Divorciada: Su Revolución Científica romance Capítulo 252

Al bajar del escenario, el paso de Samanta se tambaleó un poco. Había imaginado que alguien vendría a felicitarla, tal vez a decirle un par de palabras amables. Pero todos parecían haberla olvidado. La atención de la sala estaba completamente volcada hacia el pequeño grupo en el otro extremo del salón.

Donde se encontraba Micaela.

—Señorita Samanta, tocó precioso, ¿quiere una copa de champán? —le ofreció un mesero que pasaba cerca.

Samanta tomó la copa y caminó sola hacia la zona de los sofás, buscando refugio. Desde ahí observó cómo todos rodeaban a Micaela. Por dentro, deseó que el líquido en su copa fuera algo más fuerte, pues ni el champán lograba apagar el fuego de la envidia que le consumía el pecho.

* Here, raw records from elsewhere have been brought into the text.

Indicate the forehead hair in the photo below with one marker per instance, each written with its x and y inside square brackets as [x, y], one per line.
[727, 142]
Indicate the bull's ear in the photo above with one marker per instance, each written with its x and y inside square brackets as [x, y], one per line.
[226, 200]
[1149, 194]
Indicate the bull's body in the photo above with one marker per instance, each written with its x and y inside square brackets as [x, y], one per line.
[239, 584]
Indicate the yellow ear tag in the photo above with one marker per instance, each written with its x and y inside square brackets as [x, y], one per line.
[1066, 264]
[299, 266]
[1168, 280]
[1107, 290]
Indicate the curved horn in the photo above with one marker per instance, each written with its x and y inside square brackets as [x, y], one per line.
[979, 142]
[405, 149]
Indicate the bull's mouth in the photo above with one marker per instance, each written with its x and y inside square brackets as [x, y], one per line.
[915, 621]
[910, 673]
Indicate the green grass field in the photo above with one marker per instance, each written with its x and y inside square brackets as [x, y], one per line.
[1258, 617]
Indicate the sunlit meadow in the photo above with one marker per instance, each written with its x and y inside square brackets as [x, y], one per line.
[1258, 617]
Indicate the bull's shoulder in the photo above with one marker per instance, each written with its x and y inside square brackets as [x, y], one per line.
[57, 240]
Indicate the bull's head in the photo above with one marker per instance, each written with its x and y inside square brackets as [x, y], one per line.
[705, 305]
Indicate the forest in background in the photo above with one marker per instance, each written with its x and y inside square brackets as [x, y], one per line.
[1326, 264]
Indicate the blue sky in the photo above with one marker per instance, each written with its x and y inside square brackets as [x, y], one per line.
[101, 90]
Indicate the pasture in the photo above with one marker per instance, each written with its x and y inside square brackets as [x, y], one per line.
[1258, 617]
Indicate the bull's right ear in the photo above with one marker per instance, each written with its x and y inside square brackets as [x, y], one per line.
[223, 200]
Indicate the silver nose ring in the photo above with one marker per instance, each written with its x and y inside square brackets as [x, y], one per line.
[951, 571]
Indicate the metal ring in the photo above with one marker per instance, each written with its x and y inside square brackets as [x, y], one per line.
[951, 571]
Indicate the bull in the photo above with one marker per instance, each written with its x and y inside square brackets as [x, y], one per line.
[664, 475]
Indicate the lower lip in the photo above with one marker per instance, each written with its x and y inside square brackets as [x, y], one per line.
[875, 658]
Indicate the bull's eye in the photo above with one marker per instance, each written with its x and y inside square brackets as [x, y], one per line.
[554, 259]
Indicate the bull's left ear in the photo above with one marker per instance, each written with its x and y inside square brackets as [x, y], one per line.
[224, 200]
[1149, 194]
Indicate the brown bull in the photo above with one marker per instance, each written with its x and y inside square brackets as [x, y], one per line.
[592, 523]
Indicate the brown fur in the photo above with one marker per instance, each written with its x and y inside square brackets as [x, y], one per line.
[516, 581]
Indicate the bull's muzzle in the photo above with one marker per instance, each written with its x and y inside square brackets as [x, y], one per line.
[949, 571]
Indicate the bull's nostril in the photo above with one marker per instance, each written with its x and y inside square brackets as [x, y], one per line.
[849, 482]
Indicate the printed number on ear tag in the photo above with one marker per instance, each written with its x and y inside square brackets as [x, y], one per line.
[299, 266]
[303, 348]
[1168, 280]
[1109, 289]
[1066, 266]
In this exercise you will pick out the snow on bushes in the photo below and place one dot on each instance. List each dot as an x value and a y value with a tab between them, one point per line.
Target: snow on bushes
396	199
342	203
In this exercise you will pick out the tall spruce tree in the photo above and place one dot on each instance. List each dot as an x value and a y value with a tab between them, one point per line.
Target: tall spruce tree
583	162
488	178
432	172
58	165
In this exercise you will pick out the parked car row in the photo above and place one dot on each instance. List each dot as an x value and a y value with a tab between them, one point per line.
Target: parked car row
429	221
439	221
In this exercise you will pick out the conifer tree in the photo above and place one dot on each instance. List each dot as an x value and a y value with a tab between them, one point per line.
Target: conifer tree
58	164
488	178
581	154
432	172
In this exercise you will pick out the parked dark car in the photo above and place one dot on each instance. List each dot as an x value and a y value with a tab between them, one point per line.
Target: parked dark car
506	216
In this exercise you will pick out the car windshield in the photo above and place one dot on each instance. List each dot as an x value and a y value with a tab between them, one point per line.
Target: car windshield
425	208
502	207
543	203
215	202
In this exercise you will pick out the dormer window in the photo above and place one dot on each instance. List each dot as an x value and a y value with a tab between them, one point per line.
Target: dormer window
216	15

Al principio, ni siquiera podía explicar qué era esa sensación incómoda que tenía.

Hasta que miró sus propias manos, por fin lo entendió.

Unas manos capaces de tocar el piano, pero no de salvar vidas. Las suyas, en comparación, lucían pálidas, carentes de fuerza.

Por fuera, Samanta mantenía el semblante sereno, pero por dentro hervía de impotencia y celos. Aunque, en el fondo, había una pizca de admiración que prefería no reconocer.

Sacó su celular y le envió un mensaje a Gaspar: [Gaspar, no me siento bien, ¿puedes venir por mí?]

[¿Qué te pasa?]

[Tomé dos copas en la cena, me siento mareada.]

[¿A qué hora termina?]

[Como a las nueve.]

[Ok.]

Al leer esa última palabra, Samanta curvó los labios en una sonrisa. Micaela podía ganarle en lo profesional, pero en el terreno sentimental, Samanta sentía que llevaba la ventaja.

Al levantar la mirada, Samanta vio a un hombre vistiendo uniforme militar que acababa de entrar. Llevaba la camisa formal del ejército y el corte de cabello casi al ras no lograba esconder lo bien parecido que era.

El corazón de Samanta dio un vuelco. Empezó a preguntarse quién sería.

En ese momento, su celular sonó. Era su mamá. Samanta se levantó y se dirigió al balcón para contestar.

...

Mientras tanto, la señora Villegas notó al recién llegado. Se levantó sonriente y lo saludó:

—¡Qué milagro verte por aquí!

—Estaba cenando arriba, escuché que mi tía organizaba una fiesta aquí abajo y pasé a saludar —respondió el hombre, sonriendo.